The week before instillation Emma, Peter, Jonathan, Mark, Jamie and Jocasta spent 3 grueling days on a field here in Yorkshire meticulously marking out and completing the first cuts needed to create the mosaic on the day in Wimbledon. 


Instillation day as Tuesday 4th June, so the team went down the day before. Jamie in the van and Emma, Jonathan, Jocasta and Amy in the car. We were already off on the back foot when we (the team in the car) discovered we had no idea how to get the Tesla started!! 20 minutes of YouTube tutorials on ‘The Basics of Starting Your Car’, the whole team were on the road!

The following morning we were fresh and ready to get started. We arrived on site at 8:15 and after a little hiccup at security, we were all signed in and unloaded by 9:30 ready to get started. 

Along with WaterAid and the Wimbledon Foundation the team took over one of Wimbledon’s grass tennis courts next to the iconic Centre Court at The All England Lawn Tennis Club, to create the giant mosaic. The image is of a young boy and his mother enjoying clean water and is created entirely from tennis nets, balls and rackets.

The team from Sand in Your Eye spent 9 nine hours on day one laying the nets, rackets and balls, to bring the portrait to life. The image features 18-month-old Dylan and his mother Anja, 23, from Madagascar who, with the help of WaterAid and the Wimbledon Foundation, now have clean water** in their community.   


On Day two with Emma and Jonathan back on the road home, Jocasta Jamie and Amy spent the morning working on some finishing adjustments as well as taking those all important press shots, before we and the WaterAid team uninstalled the artwork and then all set off back home.

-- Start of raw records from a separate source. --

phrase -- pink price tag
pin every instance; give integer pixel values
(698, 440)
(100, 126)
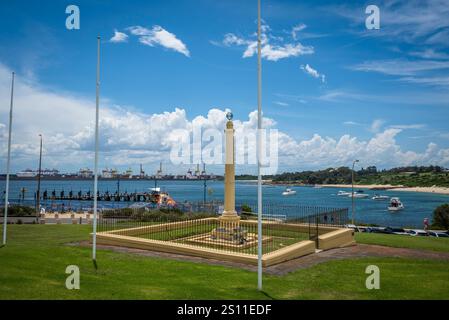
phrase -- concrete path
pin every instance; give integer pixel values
(355, 251)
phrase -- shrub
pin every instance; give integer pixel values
(441, 217)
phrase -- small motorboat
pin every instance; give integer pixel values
(358, 195)
(288, 192)
(380, 197)
(395, 205)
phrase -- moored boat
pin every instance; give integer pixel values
(288, 192)
(395, 204)
(380, 197)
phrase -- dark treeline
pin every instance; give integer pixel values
(343, 175)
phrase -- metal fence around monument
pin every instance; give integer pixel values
(282, 225)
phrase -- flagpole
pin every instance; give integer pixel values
(8, 162)
(97, 103)
(259, 147)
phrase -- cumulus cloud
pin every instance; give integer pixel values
(128, 138)
(312, 72)
(119, 37)
(273, 48)
(158, 36)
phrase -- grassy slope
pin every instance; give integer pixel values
(424, 243)
(33, 265)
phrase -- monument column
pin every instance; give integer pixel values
(229, 214)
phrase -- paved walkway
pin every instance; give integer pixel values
(355, 251)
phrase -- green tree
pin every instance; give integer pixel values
(441, 216)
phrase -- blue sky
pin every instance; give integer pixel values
(325, 77)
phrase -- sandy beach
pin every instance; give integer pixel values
(434, 189)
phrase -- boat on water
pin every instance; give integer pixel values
(358, 195)
(288, 192)
(395, 205)
(161, 197)
(380, 197)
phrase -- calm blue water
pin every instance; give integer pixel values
(417, 205)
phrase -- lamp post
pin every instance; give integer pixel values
(38, 193)
(352, 194)
(8, 162)
(259, 147)
(97, 114)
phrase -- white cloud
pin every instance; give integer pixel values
(314, 73)
(159, 36)
(119, 37)
(273, 48)
(376, 125)
(351, 123)
(297, 29)
(129, 138)
(439, 81)
(430, 54)
(400, 67)
(408, 126)
(280, 103)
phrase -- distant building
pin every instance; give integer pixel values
(27, 173)
(108, 174)
(85, 173)
(50, 172)
(129, 173)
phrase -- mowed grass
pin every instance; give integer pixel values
(403, 241)
(34, 261)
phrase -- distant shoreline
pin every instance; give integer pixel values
(380, 187)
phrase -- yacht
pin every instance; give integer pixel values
(395, 205)
(358, 195)
(288, 192)
(380, 197)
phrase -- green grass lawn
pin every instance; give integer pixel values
(399, 241)
(34, 261)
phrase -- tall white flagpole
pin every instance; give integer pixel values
(8, 162)
(259, 148)
(97, 101)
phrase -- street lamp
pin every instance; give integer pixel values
(38, 193)
(352, 194)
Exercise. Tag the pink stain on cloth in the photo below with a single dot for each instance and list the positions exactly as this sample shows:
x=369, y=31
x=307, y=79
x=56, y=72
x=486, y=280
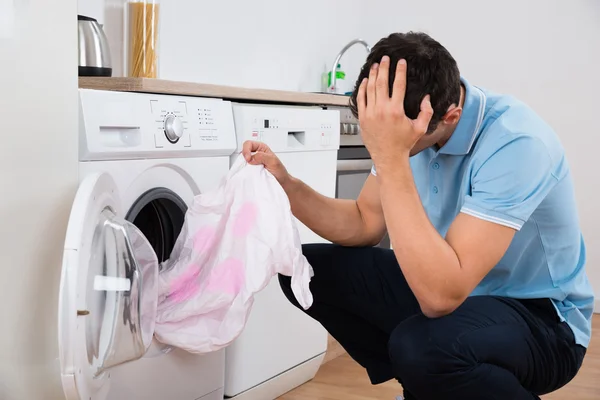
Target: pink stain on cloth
x=235, y=239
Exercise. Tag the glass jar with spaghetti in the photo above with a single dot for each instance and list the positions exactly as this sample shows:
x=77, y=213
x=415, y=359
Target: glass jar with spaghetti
x=142, y=33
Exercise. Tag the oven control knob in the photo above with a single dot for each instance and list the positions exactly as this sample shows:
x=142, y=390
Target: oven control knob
x=173, y=128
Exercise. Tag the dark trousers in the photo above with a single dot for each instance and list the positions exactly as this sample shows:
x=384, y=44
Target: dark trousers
x=489, y=348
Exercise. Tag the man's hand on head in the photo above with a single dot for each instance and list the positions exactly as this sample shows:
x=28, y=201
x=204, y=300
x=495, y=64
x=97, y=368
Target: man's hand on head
x=386, y=130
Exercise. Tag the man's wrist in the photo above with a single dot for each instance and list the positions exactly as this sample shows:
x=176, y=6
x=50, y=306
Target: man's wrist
x=289, y=184
x=391, y=166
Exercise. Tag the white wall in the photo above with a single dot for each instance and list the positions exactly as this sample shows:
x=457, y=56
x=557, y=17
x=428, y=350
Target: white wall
x=261, y=43
x=38, y=178
x=545, y=52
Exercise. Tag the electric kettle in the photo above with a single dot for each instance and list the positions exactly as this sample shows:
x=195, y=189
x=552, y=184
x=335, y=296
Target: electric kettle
x=94, y=53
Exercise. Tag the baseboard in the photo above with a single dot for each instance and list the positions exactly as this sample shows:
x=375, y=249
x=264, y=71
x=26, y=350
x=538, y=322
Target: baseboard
x=283, y=383
x=334, y=349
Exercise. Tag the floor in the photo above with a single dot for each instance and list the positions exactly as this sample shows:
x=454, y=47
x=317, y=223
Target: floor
x=343, y=379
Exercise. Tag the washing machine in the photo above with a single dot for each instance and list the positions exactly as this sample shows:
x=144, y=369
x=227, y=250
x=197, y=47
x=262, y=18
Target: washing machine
x=143, y=158
x=281, y=347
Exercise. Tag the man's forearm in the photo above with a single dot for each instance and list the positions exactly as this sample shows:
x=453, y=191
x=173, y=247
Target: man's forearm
x=336, y=220
x=428, y=262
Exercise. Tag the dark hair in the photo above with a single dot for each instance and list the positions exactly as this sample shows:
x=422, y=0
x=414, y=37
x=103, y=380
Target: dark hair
x=430, y=70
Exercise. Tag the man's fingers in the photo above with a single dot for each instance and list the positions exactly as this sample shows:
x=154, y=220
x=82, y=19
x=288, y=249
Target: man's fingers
x=371, y=94
x=383, y=78
x=251, y=146
x=399, y=85
x=257, y=158
x=424, y=117
x=361, y=99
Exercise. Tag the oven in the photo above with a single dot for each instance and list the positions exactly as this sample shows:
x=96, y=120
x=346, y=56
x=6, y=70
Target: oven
x=354, y=162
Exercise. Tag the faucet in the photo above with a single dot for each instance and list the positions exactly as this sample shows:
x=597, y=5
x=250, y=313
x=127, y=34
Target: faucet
x=331, y=88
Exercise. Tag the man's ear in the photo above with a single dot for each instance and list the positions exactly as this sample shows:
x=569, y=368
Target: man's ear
x=452, y=115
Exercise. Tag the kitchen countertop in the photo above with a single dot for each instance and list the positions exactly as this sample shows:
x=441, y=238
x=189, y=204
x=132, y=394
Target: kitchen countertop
x=161, y=86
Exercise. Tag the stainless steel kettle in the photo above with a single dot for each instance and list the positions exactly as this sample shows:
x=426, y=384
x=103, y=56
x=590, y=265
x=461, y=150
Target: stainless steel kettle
x=94, y=52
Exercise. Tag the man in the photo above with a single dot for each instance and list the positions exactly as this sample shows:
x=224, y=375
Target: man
x=484, y=295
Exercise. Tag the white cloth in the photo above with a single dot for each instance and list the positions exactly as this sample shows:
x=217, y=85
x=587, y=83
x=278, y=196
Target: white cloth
x=234, y=240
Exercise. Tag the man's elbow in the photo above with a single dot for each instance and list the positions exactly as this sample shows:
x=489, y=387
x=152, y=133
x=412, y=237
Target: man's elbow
x=438, y=306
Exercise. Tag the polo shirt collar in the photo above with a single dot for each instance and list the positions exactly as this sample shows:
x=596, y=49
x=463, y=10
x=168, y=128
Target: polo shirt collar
x=469, y=125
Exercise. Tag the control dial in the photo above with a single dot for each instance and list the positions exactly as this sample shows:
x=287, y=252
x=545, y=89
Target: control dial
x=173, y=128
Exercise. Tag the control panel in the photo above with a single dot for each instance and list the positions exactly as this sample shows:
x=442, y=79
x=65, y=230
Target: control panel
x=349, y=128
x=124, y=125
x=288, y=128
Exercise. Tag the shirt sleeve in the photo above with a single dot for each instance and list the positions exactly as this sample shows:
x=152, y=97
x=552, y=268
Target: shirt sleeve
x=511, y=183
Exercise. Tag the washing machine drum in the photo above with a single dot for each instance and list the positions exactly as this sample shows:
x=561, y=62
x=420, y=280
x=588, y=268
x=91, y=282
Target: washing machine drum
x=159, y=214
x=109, y=282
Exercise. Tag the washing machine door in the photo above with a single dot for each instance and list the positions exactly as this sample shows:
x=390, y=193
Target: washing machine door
x=108, y=291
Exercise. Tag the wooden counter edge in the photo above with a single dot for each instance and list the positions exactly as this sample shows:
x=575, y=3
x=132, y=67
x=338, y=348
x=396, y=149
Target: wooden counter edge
x=161, y=86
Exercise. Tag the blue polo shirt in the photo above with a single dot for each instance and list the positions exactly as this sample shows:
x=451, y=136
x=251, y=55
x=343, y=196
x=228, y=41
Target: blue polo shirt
x=505, y=165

The tennis balls were donated by Slazenger, Official Ball of The Championships, and the nets  by Edwards Sports, supplier of the world’s finest nets used at The Championships. The rackets were loaned by Give It Your Max, a children’s tennis charity whose ongoing sustainability campaign, ‘Unloved & Unwanted’, collects preloved tennis rackets and redistributes them to children in their school programmes, with the surplus sold on their website and the proceeds going back to the charity.


The tennis nets and balls will be donated to local charities supported by the Wimbledon Foundation, including the Tim Henman Foundation and Tennis For Free. A number of tennis nets will also go to the Wandsworth Work and Play Scrapstore, a charity which reuses resources for educational, artistic, play, create, social or therapeutic activities.